Да будет со всеми вами благодать Иисуса Христа! Аминь.
Молитва автора:
Господи! Разве я посмел бы исказить или опустить что–то из Твоих слов! Разве без Тебя я смог бы и два слова связать? Я пишу так, как пишу. И знаю, что Ты от меня ждешь лучшего. Ты ждешь, а я не в силах Тебе угодить. Зачем же Ты даешь мне задание? Твои задачи не по силам для меня, слабого. Но Ты даешь их мне. Разве нет более восприимчивого вместо меня, грешника?! Зачем я Тебе, ничтожный?!

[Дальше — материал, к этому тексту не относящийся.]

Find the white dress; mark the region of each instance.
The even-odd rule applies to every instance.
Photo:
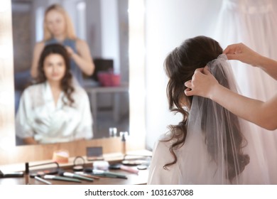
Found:
[[[271,0],[224,0],[214,38],[223,48],[241,42],[261,55],[277,60],[276,5]],[[236,60],[231,63],[241,95],[265,101],[276,94],[277,81],[261,69]],[[254,141],[254,150],[265,168],[271,171],[270,183],[277,184],[277,130],[247,125],[246,136]]]
[[[63,92],[57,104],[48,82],[26,88],[21,98],[16,118],[16,136],[34,137],[38,143],[55,143],[92,138],[92,118],[85,91],[75,86],[72,107]]]
[[[219,55],[207,66],[219,82],[237,92],[226,55]],[[173,141],[161,141],[168,140],[165,134],[155,146],[148,183],[277,184],[273,168],[276,151],[268,153],[262,139],[266,136],[260,137],[263,134],[253,131],[251,124],[216,102],[194,96],[185,144],[174,151],[176,163],[168,166],[168,170],[163,168],[173,160],[169,151]],[[247,143],[241,142],[241,134]],[[269,141],[275,147],[274,141]]]

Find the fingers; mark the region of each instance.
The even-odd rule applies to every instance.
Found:
[[[187,82],[185,82],[185,86],[186,86],[187,87],[191,89],[192,87],[192,85],[191,83],[191,80],[188,80]]]
[[[187,88],[186,90],[185,90],[185,95],[187,96],[192,96],[194,95],[194,92],[190,88]]]

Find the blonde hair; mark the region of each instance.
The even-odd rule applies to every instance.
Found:
[[[48,41],[52,38],[53,34],[48,30],[46,24],[46,15],[50,11],[56,11],[63,15],[65,21],[65,35],[66,37],[70,39],[76,39],[75,31],[74,30],[73,24],[70,20],[70,16],[65,10],[59,4],[53,4],[47,8],[44,14],[43,21],[43,41]]]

Прости за кощунство, слетевшее с грязного чернильного языка моего! Прости, Отче!
– А ты прости, что я слышала твою молитву. Нечаянно получилось. Зашла, Ирэн искала. Я не хотела.
– Ничего, Ню! Возможно, тебе приятнее, когда называют Колировка? Все хотел выяснить…
– Мне все равно. Правда, говорят, что чем длиннее имя, тем длиннее все. Но я – за разумные пределы. У испанцев, совершенно безобразные длинноты. А они почему–то малорослые. Ну да ладно, мой мальчик. Можно мне тебя так называть? Ты ведь тоже питаешь некие ко мне – не будем называть какие – чувства.
– Как водится, я люблю всех моих героев.
– Но я ведь героиня! Ну, и еще раз ладно. Так вот. Бог тебя любит! Он хочет, чтобы ты научился своему делу, как надо. А мы тебе поможем, поспособствуем. Ты, главное, слушай, что Он тебе говорит. Ты слушай и не отвлекайся на ерунду. А вот как у меня, к примеру, было! Он мне все время одно всего лишь слово внушал: «свалка». А я, дура, никак не могла понять, на что намек идет. А потом дошло, и я заработала свои миллионы.
В искусстве все не так, как в жизни, но очень похоже. Гений.
Всё–таки все афоризмы относительны. Видимо, ценность их заключается, прежде всего, в лапидарной изящности, в мгновенном блеске, в экстазе слияния слова и мысли, нередко весьма приблизительной.
Теловоды:
– Так сколько нас в бригаде?
– Тьма. Но тебе надо знать только экипаж: меня, Жилду. Есть ещё один теловод – Брион Эм. Он у нас по младенцам спец.
– Так значит Тойфель Кар – самый главный над нами?!
– Есть ещё главнее.
– Он тоже видит и слышит всё, когда ему надо.
– А его самого как можно увидеть?
– Окстись, неуч!
– С Тойфелем увидеться – уже неприятность, а ты эвон чего захотел.
– Может, по дороге его увижу!
– Не увидишь. Кар обитает в комфорте. И не любит оставлять зону без присмотра.
– Но я не о Каре.
– Ха–ха–ха! – засмеялся Соя. – Заткнись, малыш, иначе нарвёшься. О Каре мы поговорить можем. О том, кто выше, – нельзя.
– Ладно! Значит, у Кара тут дом?
– Целая гостиница. Одни съезжают, другие селятся. Земля, брат, – гостиница со всеми удобствами.
Город всплыл и замер на горизонте, словно огромный корабль.
Твоё дыханье ощущаю с тыла.
И длань Твою на собственной руке.
Прости, что мне бумаги не хватило,
Что на Твоем пишу черновике.
Автор не установлен.
В поезде:
Она не знала, что делать со своими ногами. В тесном купе они казались просто громоздкими. Они, казалось, только мешали ей и её попутчику.
Психома:
На сенокосе бабы повязывались платками так, что видны были только глаза. Ниндзи моего детства, вороша сено, таким образом спасались от пыльной аллергии, а еще больше берегли нежные губы и кожу лица от нещадного солнца.
В юности все мы были аргентинцами. Мы любили танго. И наши ровесницы тоже носили мини. Их тугие ляжки тоже были открыты более, чем это одобрялось взрослыми. И всё–таки, наши девушки были целомудренны. Нередко до… ну скажем так, до вполне приличествующего подразумеваемому событию возраста. Сегодня всё не так. Во–первых, никакого возрастного ценза не существует. Во–вторых, ляжки какие–то не такие. Но самое главное, что меня занимает, – это холодность, с которой на эти части тела взирают теперешние юноши. Танго тоже теперь не танцуют. Порой кажется, что у сегодняшних молодых нет музыкального слуха и полностью отсутствует чувство гармонии. Я слыхал, они тащатся и кончают весьма скупо и коротко. Может ли получиться из такого соития полноценное потомство? Тем более что жалкий этот оргазм частенько происходит не в любви и даже не в постели, а под какофонию и вопёж конвульсирующих безголосых кумиров.